En l’absence d’une réelle discussion parlementaire, le forum des droits sur l’Internet a
organisé un débat, mercredi 5 décembre, dans les locaux de la télé Canal Web, sur le volet Internet du paquet "anti-terroriste" ajouté à la loi sur la sécurité quotidienne. Discussions et oppositions.
Lors de son lancement, le Forum des droits sur l’Internet (FDI) s’était soigneusement gardé d’annoncer des thèmes de réflexion sur les sujets en cours de traitement gouvernemental. Autrement dit : le PLSI (projet de loi sur la société de l’information). Mais soucieux de son indépendance et en quête de crédibilité, l’organisme a fini par se pencher sur les dispositions du PLSI reprises dans le paquet "antiterroriste" du gouvernement en organisant un débat, mercredi 5 décembre, dans les locaux de la télévision Canal Web.
Cette discussion intervient après l’adoption du texte, à la va-vite, par les parlementaires, mais avant la publication de ses décrets d’application (en cours d’élaboration) par le gouvernement. Elle prolonge aussi le forum ouvert sur le site du FDI pendant le mois de novembre, qui a enregistré... seulement 30 contributions.
Alibi à la volonté de contrôle
Question posée : le Net a-t-il vraiment joué un rôle dans l’organisation des attentats du 11 septembre aux Etats-Unis ? Les mesures adoptées dans l’urgence (conservation des données de connexion et encadrement de la cryptographie) permettent-elles réellement de lutter contre le terrorisme ? La réponse est NON, en l’absence (malencontreuse) d’un des animateurs du site LSI jolie (qui s’insurge contre les mesures) aura été soutenue le plus clairement par Dominique Moïsi, directeur adjoint de l’Ifri (Institut français des relations internationales).
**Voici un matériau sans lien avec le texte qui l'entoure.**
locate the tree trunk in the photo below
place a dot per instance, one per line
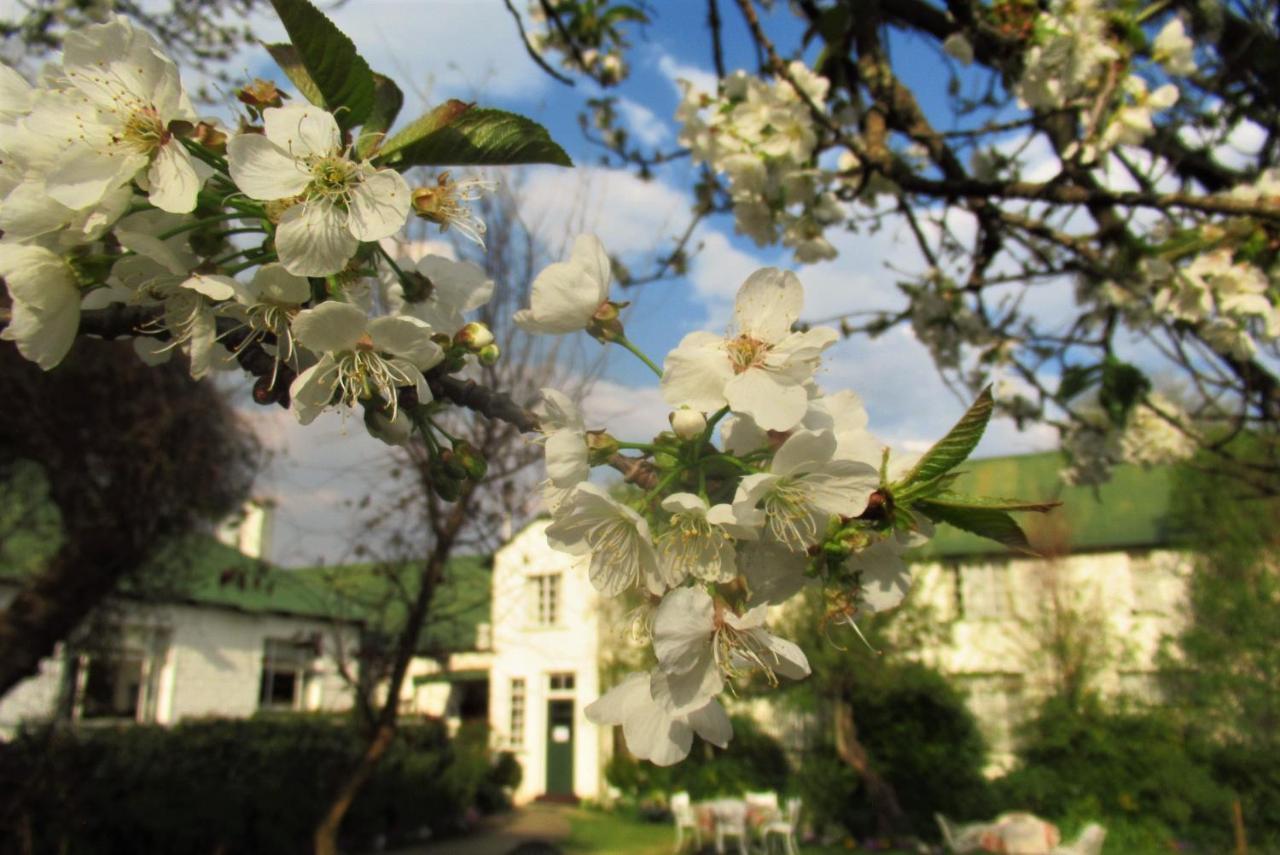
(890, 819)
(85, 570)
(325, 839)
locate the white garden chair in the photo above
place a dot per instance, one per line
(731, 822)
(682, 810)
(961, 839)
(1089, 842)
(786, 828)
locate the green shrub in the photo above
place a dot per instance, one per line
(920, 737)
(753, 760)
(241, 786)
(1119, 768)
Il estime, de manière très globale, que " le crime technologique est un alibi à la volonté de contrôle " ; que les besoins de coopération internationale, invoqués par le président Bush pour réclamer davantage de cybersurveillance sont un leurre dans la mesure où Europe et Etats-Unis ont choisi de la limiter, par exemple dans des domaines comme le blanchiement d’argent ou la circulation des flux financiers.
Quant à Gilles Manceron, de la Ligue des droits de l’homme, il estime tout simplement que dans le cadre d’une démocratie, cette loi d’exception n’a pas de justification. Représentante des services de police, Catherine Chambon n’aura pas vraiment répondu à la question de l’utilisation du Net par les kamikazes du 11 septembre. Pour elle, ces événements " ont joué le rôle d’un accélérateur ", dans la prise de conscience du danger. Comment ? Mystère.
Il est clair, en tout cas, dans l’esprit de la chef des cyberflics, que les mesures répressives adoptées étant limitées dans le temps (décembre 2002 en théorie), elles feront office d’un test " dont seront tirés des enseignements ". Autrement dit, à défaut de pouvoir justifier réellement leurs besoins, les policiers ont obtenu par voie législative un test grandeur nature.
Illusion technicienne
Plus que la cryptographie, c’est surtout la question de la conservation des données de connexion qui aura fait l’objet du débat. Ainsi Pierre Leclerq, de la Cnil (Commission nationale de l’informatique et des libertés), finira-t-il par rappeler, après quelques tergiversations, la position de la Cnil : les données recueillies par les opérateurs pour les besoins de la facturation des connections devraient suffirent aux enquêtes policières.
Cette position, pour l’instant, a été largement ignorée par le législateur. Or, les risques de dérives existent, comme le rappelle l’universitaire Yves Poullet dans sa contribution au forum sur le site du Forum : " Y a-t-il un lien fort et nécessaire entre le moyen mis à disposition de l’autorité policière et la découverte des délinquants ? Non. Par contre, on y verra le moyen aisé du traçage d’autres délits bien plus mineurs et directement liés à l’utilisation des technologies de communication, ainsi la violation de droits d’auteurs à propos d’œuvres présentes sur le net, les tentatives de hacking, la fraude fiscale, etc.
Mais que penser, alors, d’un discours qui agite le spectre terroriste pour en réalité atteindre une autre cible, celle de délits économiques dont la recherche des auteurs n’apparaît pas justifier le recours aux moyens extraordinaires prévus ".
L’ensemble du débat sera retransmis sur le site du forum vendredi 7 décembre.
Les participants au débat :
Jean-François Abramatic, président du W3C (World Wide Web consortium) ; Catherine Chambon, chef de l’Office central de lutte contre la criminalité liée aux technologies de l’information et de la communication (OCLCTIC) ; Pierre Leclerq, membre de la Cnil et conseiller honoraire à la Cour de cassation ; Gilles Manceron, de la Ligue des droits de l’homme ; Dominique Moïsi, de l’Institut français des relations internationales (Ifri).